Жаба и кастрат Минков[2] наводит желание дать ему под зад и выкатить его из штаба, чтобы он и забыл, что когда-то был в Красной Армии. Какое ничтожество! С таким нач. штаба не повоюешь.
Можно слышать определение: «Хоть бы на время войны убрали эту трусливую жабу». На любое задание, в любое место, только не с кастратом военной мысли.
Штаб перебазировался в Поставы. Группа – Епанчин, Гюппенин, мой пом[ощник] Федотов, комдив Аладинский.
4.7.41. Витебск
Испытывал приятное волнение и спокойствие.
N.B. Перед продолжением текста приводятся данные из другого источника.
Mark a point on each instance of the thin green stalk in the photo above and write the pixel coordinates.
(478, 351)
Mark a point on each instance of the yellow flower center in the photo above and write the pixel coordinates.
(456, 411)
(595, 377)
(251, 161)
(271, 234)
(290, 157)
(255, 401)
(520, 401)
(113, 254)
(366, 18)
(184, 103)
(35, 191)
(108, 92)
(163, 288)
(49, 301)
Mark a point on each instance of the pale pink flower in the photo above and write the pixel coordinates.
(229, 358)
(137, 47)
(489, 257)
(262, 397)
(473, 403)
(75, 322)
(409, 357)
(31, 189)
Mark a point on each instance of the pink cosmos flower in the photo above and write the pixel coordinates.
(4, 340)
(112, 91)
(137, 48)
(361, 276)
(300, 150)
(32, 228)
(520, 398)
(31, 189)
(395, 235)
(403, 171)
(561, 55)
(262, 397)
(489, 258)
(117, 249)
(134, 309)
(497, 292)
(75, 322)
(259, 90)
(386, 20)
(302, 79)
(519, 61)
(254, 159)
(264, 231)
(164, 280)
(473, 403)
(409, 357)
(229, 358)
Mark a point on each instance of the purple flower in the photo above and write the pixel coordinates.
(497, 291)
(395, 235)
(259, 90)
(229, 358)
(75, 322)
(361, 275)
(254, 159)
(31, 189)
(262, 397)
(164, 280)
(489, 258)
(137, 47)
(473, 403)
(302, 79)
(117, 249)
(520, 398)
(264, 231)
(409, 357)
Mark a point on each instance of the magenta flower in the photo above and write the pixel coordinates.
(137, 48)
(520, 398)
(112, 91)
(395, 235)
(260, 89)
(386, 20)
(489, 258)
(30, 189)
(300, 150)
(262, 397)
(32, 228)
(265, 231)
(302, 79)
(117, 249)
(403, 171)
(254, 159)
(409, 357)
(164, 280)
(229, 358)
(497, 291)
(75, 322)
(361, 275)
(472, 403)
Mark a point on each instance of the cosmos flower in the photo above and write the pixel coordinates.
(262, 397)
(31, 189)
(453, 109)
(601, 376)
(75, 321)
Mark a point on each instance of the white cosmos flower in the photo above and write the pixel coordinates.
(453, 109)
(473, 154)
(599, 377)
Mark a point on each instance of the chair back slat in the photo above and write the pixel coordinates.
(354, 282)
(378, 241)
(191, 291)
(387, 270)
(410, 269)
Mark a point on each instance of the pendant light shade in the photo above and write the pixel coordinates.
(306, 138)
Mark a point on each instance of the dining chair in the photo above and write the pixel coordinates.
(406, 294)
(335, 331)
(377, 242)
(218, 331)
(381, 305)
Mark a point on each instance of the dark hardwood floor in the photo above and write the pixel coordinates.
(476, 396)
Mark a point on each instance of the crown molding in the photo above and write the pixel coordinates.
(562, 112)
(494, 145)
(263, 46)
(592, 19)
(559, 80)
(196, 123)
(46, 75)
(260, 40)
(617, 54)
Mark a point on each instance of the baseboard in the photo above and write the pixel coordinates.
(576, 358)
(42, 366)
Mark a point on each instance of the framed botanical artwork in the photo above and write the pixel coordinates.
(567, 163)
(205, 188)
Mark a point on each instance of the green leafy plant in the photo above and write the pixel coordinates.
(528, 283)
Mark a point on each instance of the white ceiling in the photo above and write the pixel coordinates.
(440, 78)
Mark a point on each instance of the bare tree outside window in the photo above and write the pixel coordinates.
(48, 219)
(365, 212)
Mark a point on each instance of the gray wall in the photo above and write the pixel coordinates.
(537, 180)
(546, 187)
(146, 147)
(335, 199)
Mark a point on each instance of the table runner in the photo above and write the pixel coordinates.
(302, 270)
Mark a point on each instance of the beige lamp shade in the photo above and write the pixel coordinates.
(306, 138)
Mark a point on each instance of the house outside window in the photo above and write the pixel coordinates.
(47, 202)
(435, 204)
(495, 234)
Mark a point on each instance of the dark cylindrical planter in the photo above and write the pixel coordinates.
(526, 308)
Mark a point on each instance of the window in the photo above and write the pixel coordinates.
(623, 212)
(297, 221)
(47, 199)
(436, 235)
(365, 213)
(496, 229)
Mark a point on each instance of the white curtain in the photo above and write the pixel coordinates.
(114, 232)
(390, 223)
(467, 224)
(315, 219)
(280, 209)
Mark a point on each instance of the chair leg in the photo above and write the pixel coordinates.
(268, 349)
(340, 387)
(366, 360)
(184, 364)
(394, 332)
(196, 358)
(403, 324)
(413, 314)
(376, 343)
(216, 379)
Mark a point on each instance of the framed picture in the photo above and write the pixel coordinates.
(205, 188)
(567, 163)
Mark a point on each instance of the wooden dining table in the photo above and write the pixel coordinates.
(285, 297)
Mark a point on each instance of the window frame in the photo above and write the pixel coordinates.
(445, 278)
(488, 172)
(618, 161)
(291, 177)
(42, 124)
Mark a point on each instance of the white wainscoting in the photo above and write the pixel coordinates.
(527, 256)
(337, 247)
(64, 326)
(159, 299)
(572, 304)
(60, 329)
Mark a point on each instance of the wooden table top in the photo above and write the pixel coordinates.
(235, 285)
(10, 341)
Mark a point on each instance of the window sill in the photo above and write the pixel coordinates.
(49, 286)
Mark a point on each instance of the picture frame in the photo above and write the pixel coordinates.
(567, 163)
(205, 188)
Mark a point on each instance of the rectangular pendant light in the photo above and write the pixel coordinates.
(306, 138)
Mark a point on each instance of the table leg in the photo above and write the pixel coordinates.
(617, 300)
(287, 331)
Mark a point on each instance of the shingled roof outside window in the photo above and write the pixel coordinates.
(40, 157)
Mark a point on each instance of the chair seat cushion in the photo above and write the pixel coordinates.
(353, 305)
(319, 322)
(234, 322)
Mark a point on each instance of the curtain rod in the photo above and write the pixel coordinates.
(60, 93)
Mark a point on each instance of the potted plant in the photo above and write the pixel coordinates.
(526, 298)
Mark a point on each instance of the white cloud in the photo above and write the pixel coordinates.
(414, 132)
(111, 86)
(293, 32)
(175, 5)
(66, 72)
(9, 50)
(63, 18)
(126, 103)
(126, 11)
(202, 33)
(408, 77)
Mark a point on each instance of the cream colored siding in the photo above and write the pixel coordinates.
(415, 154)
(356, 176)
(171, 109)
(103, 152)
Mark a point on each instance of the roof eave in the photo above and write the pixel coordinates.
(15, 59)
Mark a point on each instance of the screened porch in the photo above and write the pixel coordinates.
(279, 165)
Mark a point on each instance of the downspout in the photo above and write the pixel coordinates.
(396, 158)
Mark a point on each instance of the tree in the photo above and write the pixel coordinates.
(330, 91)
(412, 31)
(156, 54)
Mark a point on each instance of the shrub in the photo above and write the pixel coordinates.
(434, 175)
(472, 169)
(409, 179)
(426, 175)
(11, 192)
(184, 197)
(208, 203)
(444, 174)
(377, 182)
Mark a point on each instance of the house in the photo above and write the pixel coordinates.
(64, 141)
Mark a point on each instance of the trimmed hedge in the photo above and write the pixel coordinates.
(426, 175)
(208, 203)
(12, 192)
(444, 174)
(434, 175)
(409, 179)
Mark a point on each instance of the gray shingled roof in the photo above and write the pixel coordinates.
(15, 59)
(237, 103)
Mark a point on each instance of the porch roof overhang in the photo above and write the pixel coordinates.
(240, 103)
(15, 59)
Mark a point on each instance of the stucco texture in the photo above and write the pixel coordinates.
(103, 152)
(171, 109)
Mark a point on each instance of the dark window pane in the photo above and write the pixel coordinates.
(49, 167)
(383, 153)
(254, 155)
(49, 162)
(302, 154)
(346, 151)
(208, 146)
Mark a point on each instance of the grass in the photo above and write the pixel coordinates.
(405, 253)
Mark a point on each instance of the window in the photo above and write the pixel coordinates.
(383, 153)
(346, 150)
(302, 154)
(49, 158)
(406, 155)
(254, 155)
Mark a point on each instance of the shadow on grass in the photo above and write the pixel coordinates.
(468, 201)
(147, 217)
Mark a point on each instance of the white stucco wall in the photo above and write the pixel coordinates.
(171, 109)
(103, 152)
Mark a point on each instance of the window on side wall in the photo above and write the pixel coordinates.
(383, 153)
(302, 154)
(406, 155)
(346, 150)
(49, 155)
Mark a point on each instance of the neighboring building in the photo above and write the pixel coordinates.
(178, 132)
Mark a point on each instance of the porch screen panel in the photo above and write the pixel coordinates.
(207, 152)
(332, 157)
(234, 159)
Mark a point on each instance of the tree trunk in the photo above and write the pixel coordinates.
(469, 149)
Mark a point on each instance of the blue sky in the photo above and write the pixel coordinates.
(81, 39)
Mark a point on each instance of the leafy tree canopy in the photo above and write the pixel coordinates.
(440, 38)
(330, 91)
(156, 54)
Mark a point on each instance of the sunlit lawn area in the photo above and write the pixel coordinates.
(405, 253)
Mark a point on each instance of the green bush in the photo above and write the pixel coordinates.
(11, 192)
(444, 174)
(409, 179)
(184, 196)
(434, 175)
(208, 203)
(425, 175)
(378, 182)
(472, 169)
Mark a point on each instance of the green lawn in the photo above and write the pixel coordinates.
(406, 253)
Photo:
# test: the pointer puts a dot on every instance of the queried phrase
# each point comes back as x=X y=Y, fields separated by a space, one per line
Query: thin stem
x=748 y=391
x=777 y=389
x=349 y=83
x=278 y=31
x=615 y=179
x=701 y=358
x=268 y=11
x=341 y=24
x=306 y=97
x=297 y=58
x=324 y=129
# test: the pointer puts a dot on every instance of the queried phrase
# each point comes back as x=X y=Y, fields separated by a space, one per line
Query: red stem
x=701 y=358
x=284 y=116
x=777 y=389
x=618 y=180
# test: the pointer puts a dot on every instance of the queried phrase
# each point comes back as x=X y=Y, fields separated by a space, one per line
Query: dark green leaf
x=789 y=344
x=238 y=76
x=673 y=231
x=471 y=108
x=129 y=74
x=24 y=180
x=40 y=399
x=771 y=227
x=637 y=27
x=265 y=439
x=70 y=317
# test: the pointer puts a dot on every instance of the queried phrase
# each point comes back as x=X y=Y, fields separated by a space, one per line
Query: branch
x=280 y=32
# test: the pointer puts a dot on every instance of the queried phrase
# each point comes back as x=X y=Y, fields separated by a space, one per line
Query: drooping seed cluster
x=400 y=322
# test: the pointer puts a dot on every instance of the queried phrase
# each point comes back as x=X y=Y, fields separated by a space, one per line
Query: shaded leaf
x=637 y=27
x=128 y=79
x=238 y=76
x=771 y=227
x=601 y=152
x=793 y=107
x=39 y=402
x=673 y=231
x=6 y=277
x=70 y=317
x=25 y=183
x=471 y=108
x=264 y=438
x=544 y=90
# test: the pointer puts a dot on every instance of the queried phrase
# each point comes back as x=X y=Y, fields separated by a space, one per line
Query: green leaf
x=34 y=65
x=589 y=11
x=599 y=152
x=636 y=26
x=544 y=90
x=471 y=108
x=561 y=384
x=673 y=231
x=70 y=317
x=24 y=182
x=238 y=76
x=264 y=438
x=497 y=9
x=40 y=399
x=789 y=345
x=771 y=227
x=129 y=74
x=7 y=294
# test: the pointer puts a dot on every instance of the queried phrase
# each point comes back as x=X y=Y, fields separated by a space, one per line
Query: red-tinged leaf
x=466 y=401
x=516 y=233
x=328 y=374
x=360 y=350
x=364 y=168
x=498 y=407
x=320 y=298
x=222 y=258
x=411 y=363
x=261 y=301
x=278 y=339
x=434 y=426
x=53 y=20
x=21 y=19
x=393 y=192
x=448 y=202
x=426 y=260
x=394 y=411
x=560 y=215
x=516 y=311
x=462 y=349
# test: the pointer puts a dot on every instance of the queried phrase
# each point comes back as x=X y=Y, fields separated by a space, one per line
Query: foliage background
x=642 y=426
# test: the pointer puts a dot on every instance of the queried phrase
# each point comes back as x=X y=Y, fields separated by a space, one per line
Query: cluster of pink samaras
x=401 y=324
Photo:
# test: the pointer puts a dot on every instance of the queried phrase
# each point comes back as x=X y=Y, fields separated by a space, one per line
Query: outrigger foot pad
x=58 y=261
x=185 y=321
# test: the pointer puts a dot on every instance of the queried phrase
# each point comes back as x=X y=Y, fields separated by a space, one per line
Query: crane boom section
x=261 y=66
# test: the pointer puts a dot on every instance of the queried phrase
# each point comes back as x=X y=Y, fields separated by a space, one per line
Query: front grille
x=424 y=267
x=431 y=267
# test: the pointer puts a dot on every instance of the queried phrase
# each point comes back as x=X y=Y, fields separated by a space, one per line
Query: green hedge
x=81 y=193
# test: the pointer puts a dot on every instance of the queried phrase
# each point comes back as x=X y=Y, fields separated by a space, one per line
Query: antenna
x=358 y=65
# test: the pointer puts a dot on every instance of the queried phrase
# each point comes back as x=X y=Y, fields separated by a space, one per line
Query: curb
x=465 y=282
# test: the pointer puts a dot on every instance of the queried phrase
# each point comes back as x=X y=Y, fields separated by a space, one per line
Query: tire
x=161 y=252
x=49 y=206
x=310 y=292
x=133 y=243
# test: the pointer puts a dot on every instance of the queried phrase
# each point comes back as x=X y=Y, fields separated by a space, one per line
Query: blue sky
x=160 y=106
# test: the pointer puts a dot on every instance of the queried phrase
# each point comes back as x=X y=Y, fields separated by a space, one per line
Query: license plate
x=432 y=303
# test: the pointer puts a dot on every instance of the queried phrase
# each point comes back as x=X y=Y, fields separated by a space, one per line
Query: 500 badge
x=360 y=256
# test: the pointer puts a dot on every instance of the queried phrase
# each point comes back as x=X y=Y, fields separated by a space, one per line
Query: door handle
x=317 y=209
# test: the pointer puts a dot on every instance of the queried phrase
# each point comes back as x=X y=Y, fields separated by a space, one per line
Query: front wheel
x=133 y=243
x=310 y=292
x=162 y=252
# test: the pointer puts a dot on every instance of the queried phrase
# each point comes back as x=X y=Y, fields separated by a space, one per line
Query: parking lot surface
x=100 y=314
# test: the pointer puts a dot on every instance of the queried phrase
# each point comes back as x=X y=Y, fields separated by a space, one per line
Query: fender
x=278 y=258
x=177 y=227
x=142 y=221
Немец движется на запад. Бешенковичи уже заняты. А у нас возмутительное вы-жи-да-ни-е с тем, чтобы в момент, когда огонь и сверху и, главное, с земли – удариться в панику.
Минков, как жаба, не ходит, а ползает. Его давит страх. Он почти не соображает. Он всех задёргал и заездил. В эти часы он проявляет мах. тупость и отсутствие воли. Он уже оцепенел от страха. Какая тупая личность и даже не личность, бесцветная жалкая фигура.
* * *
Да, видно, здорово этот Минков сидел у всех в печёнках! Но пройдёт ещё немало дней, прежде чем его снимут с должности.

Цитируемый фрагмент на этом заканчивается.